Appena ho letto le poche righe su Facebook mi si sono rizzate le antenne. Alla Cantina di Via Firenze, un posto dove potrei arrivare a piedi attraverso il parco fluviale, si organizza per domenica una verticale dell’Albana di Leone Conti. Previsto un 1991 riscoperto nei meandri della cantina di famiglia, e il resto da definirsi. Conosco i vini di Leone, e apprezzo moltissimo la sua Albana, sia sotto forma di Progetto 1 che di Progetto 2 (e gongolo pensando al Progetto 3 in gestazione), versioni rispettivamente secca e amabile del vitigno autoctono per eccellenza in Romagna. Grande estratto, intensità di profumi, corpo e persistenza, sorretti da acidità senza timore, in grado di equilibrare un vino non facile da interpretare.

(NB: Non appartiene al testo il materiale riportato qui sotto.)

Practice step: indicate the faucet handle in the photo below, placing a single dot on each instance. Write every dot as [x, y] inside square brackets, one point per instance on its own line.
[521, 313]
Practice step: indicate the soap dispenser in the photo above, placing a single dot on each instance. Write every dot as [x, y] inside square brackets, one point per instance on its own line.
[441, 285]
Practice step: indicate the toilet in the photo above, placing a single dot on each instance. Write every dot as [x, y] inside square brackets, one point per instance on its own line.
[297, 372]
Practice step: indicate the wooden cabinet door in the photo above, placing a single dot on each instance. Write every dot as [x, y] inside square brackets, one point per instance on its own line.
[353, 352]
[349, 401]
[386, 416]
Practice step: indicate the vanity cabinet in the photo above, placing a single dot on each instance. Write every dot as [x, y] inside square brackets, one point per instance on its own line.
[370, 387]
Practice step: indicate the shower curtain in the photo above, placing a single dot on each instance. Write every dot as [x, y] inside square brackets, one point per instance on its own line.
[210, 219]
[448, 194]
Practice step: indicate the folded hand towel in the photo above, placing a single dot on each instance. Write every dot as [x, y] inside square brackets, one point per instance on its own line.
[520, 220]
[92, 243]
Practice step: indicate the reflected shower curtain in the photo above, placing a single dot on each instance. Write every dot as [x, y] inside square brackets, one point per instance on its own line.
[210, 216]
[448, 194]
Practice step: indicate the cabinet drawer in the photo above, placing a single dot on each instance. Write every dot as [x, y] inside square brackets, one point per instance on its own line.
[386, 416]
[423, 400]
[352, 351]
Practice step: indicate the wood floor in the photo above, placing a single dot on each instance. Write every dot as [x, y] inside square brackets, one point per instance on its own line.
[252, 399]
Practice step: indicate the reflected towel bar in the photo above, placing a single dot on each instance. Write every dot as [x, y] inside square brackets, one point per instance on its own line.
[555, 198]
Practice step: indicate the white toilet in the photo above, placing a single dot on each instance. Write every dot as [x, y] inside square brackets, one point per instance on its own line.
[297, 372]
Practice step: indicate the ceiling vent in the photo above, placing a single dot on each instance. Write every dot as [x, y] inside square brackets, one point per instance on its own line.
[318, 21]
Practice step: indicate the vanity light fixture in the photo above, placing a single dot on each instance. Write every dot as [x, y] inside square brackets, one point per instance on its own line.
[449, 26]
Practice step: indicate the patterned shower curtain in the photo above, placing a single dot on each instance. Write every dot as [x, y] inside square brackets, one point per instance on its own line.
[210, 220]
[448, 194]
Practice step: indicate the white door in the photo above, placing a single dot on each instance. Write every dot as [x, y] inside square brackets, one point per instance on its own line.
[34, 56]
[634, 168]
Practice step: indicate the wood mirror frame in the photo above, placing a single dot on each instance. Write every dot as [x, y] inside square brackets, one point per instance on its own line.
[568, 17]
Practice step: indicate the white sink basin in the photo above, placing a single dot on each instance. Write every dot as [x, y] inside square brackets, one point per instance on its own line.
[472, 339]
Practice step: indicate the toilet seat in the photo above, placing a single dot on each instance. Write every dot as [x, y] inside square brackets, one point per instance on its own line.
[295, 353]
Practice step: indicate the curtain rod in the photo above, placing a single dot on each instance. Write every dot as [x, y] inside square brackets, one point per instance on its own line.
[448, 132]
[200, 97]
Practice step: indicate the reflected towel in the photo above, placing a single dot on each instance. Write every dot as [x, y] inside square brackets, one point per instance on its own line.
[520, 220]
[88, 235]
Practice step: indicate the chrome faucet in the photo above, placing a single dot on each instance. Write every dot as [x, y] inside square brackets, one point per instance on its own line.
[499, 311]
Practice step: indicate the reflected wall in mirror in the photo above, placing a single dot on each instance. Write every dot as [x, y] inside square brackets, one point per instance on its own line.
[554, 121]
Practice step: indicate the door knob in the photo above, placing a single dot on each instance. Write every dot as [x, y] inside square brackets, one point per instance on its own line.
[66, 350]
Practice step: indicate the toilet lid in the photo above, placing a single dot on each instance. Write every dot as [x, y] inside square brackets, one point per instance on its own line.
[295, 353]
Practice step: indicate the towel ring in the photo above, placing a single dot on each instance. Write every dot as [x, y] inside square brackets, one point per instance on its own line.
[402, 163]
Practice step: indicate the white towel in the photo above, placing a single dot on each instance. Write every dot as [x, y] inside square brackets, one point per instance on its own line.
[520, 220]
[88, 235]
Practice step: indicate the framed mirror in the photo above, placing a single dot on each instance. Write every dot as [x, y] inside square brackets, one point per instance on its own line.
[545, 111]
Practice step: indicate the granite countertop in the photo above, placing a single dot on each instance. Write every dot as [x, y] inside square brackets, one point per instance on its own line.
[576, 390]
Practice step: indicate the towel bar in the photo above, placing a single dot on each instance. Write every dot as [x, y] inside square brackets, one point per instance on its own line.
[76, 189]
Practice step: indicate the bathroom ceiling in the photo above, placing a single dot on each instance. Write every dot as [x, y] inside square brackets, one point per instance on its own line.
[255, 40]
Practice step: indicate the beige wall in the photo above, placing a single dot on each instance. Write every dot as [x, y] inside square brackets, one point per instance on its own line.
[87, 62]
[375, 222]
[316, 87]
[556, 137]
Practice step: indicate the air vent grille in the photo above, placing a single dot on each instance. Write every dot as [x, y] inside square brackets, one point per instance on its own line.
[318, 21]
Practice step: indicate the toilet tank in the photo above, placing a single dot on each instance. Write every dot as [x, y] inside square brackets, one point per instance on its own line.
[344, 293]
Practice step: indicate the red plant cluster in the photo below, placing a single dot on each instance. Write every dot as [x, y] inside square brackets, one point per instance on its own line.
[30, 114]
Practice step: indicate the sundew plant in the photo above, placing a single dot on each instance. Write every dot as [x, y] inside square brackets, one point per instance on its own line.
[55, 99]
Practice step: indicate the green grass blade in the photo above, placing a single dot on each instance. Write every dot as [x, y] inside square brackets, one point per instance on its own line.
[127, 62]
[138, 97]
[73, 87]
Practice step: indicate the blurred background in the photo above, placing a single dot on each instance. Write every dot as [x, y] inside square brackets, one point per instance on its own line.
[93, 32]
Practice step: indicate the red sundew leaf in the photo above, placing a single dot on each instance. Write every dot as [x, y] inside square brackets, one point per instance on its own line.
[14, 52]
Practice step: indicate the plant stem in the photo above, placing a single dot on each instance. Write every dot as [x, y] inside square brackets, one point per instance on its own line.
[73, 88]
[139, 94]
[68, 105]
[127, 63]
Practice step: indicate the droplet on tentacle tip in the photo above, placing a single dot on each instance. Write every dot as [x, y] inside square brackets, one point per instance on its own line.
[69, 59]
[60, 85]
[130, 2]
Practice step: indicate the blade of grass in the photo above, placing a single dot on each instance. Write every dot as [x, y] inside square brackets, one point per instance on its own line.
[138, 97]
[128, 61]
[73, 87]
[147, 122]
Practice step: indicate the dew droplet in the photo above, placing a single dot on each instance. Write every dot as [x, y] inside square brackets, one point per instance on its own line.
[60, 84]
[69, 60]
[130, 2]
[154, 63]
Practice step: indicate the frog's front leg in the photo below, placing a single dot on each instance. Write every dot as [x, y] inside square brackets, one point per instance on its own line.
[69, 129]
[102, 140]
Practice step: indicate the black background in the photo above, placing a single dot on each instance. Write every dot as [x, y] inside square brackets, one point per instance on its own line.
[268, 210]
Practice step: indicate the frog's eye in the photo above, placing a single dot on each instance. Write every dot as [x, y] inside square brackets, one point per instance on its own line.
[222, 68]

All’ultimo prenoto, convinto anche dall’interessante menù di pesce, con tagliatelle alla bottarga, tagliatelle con cozze, scalogno e asparagi selvatici, baccalà fritto, sardine e olive cunzate e melanzana in parmigiana al basilico. Giunti al ristorante ci accoglie Leone con le sue bottiglie ordinatamente schierate su un tavolino, capitanate dalle due veterane di Vigna Pozzo del 1991, affiancate dalle sottoufficiali del 1997. Poi 2000 e via fino al 2012, attraverso 8 annate diverse nell’arco di 22 anni. Leone, sempre gentile, aperto, generoso, ci racconta con spontaneità le bottiglie che ha portato. Il Vigna Pozzo è l’antesignano del Progetto1, anche se allora il vino effettuava un passaggio in legno, al contrario dell’attuale etichetta. La bottiglia è delle prime DOCG, dato che l’istituzione della denominazione Albana di Romagna era avvenuta solo nel 1987.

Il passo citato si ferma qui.